Dynamic Code Instrumentation in a Python Application
  • 19-Jun-2023
Avatar
Author Shyam Purkayastha
Share
Dynamic Code Instrumentation in a Python Application

How To Perform Dynamic Code Instrumentation in a Python Application

Avatar
Shyam Purkayastha
19-Jun-2023

Code instrumentation is an essential practice in modern software development. Not only does it aid in debugging, it ultimately impacts the MTTR (Mean Time to Resolve) for software running in production. With changing software architectures and deployment patterns over the years, approaches to code instrumentation have also undergone a significant shift.

This post will take you through a Python developer’s journey of employing various code instrumentation techniques, from static to dynamic code instrumentation. Along the way, we will analyze how a particular approach to code instrumentation impacts debugging productivity and production operations.

What is code instrumentation?

Code instrumentation entails injecting additional code within a software program to analyze its runtime behavior. There are two parts to it: adding the instrumentation code and analyzing the instrumentation output. Based on these requirements, there are three approaches to code instrumentation:

  1. Static code debugging and analysis. In this case, code instrumentation is inherently performed through a debugger that operates at the source level to pause and inspect the runtime execution context.
  2. Static code instrumentation. In this case, the source code is modified to add additional instrumentation code.

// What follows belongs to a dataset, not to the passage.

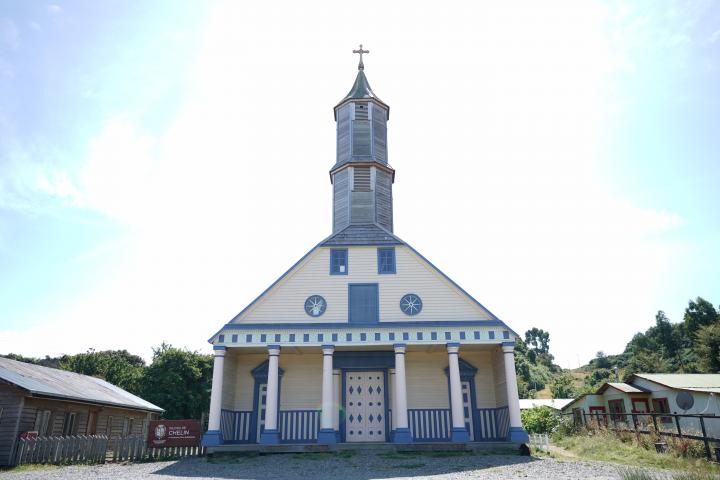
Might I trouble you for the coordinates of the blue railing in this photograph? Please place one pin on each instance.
(429, 424)
(235, 426)
(299, 426)
(493, 424)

The analysis happens during runtime by studying the instrumentation output, primarily in the form of logs.
  3. Dynamic code instrumentation. In this case, both the instrumentation code injection and analysis happen within the runtime footprint of the software without the need to modify the source code.

All three approaches have their merits, and are employed during various phases of software development. Let’s look at the three approaches to achieving code instrumentation in Python to understand their effectiveness and impact.

To try out the sample Python code used for demonstrating the code instrumentation approaches in this article, you must have a Python 3 environment (preferably 3.10 or below) on a Windows (or XWindows) computer.

Approach 1: Static code debugging and analysis using native Python debugger

If you are a seasoned Python developer, you must be familiar with the pdb module. This interactive source code debugger in Python supports most of the basic facilities for this code instrumentation approach.

Let’s have a quick look at the Python code we will use to demonstrate the functionality of pdb. Here is a sample Python program that simulates a long-running Python script.


import pyautogui
from time import sleep
from random import random
from threading import Thread

# long-running background task tracking mouse pointer

global current_pointer

def background_task():
    global current_pointer

    # record the current pointer value
    current_pointer = pyautogui.position()

    # run forever
    while True:
        # Detect and report mouse movement
        report_mouse_movement()

        # wait for a while
        sleep(0.25)

def report_mouse_movement():
    global current_pointer

    # capture it as the last pointer value
    last_pointer = current_pointer

    # check for change in mouse position
    current_pointer = pyautogui.position()
    if current_pointer != last_pointer:
        # report the change
        print(f"Mouse Pointer Location Change: X: {current_pointer.x}, Y: {current_pointer.y}")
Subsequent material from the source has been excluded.